What is the solution? An effective free legal aid system that will provide Adivasis and other backward classes with lawyers of competence and commitment. A comprehensive national scheme sensitive to the disadvantaged is necessary. The statutory scheme now operative is altogether inadequate, limited, and alien to the illiterate and indigent. A dynamic system accessible to the humblest must be brought in. The all-India Bar has a catalyst role in this regard. Every Bar Association must set up a panel of legal activists who have concern for equal justice for the underprivileged, who will render efficient free service in court and by way of consultation and advice and promotion of settlement of the issues. The Bar Council must subsidise this panel. Free legal aid is no charity but incidental to fundamental rights, rather human rights in their holistic perspective.
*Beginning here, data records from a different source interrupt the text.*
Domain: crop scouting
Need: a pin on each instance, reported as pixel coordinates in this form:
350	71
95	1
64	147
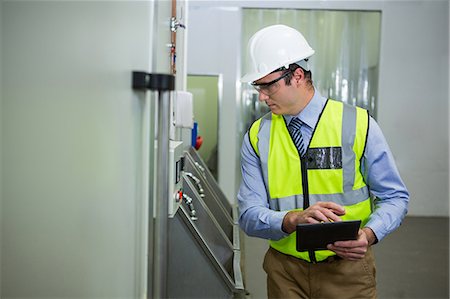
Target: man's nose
262	97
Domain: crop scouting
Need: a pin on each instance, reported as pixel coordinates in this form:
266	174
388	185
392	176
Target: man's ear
299	75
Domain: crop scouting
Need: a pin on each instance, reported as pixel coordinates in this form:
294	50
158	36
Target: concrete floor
412	262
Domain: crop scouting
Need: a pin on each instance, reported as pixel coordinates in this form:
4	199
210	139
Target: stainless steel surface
162	200
223	214
207	260
209	179
193	270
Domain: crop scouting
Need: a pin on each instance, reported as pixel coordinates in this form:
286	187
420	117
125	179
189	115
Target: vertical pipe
162	199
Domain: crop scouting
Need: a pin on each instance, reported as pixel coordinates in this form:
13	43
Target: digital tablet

Another serious flaw is the provision for too many appeals, revisions, and reviews that end up emptying the pockets of the poor. Early and, if possible, just settlement of disputes are the requisite of a healthy legal system. Today, the trial court, with heavy court fee, is the beginning of a litigative battle that never sees an end even after decades. Cases pending in the high courts after decades of delay in the lower courts is pathetic injustice. There is no reason why the procedure should not be simplified — revisions abolished, number of appeals reduced, cases finished in the course of a year. Why not evening courts and attempts at settlement by advocates and judges? There are many ways of eliminating litigation by the advocates on either side — reducing the play of technicality to reach a fair arrangement. This is never done these days and courts are lost in leisurely hearing and long arguments. Even judgments after arguments take considerable time, sometimes years. The victim in all such cases is the economically backward party. Judge Learned Hand has cynically remarked that a party must execute a will before he goes to court, because who knows he will survive by the time the case is over. The Bar has an activist role in making the legal process more streamlined, simple and economical.

The rules of interpretation of statutes are too technical, arcane, sometimes fossilised making the meaning of the law beyond plain understanding. This also affects the poor who cannot afford to consult lawyers for every riddle in the law. Our jurisprudence must be more plain and promotive of justice, not legalistic and wrapped in a mystery inside an enigma. Labour law, real estate legislation, and confusing plurality of precedents make social justice an imbroglio. The social philosophy of the Bench and the Bar must accord with the pro-humanism of the supreme law.

The tryst with destiny made when India won independence emphasised the alleviation of poverty and inequality, which are aspects of economic injustice. Therefore, our jurisprudence must possess a vision of this social philosophy. The judicature must be an instrumentality to fulfil the sublime objective of "wiping every tear from every eye." This message must inform the interpretation of law, the compassion of the statute book, and access to justice in this dynamic dimension. The spiritual-material ethos must be humanity more than legality.

(The writer is a former Judge of the Supreme Court of India.)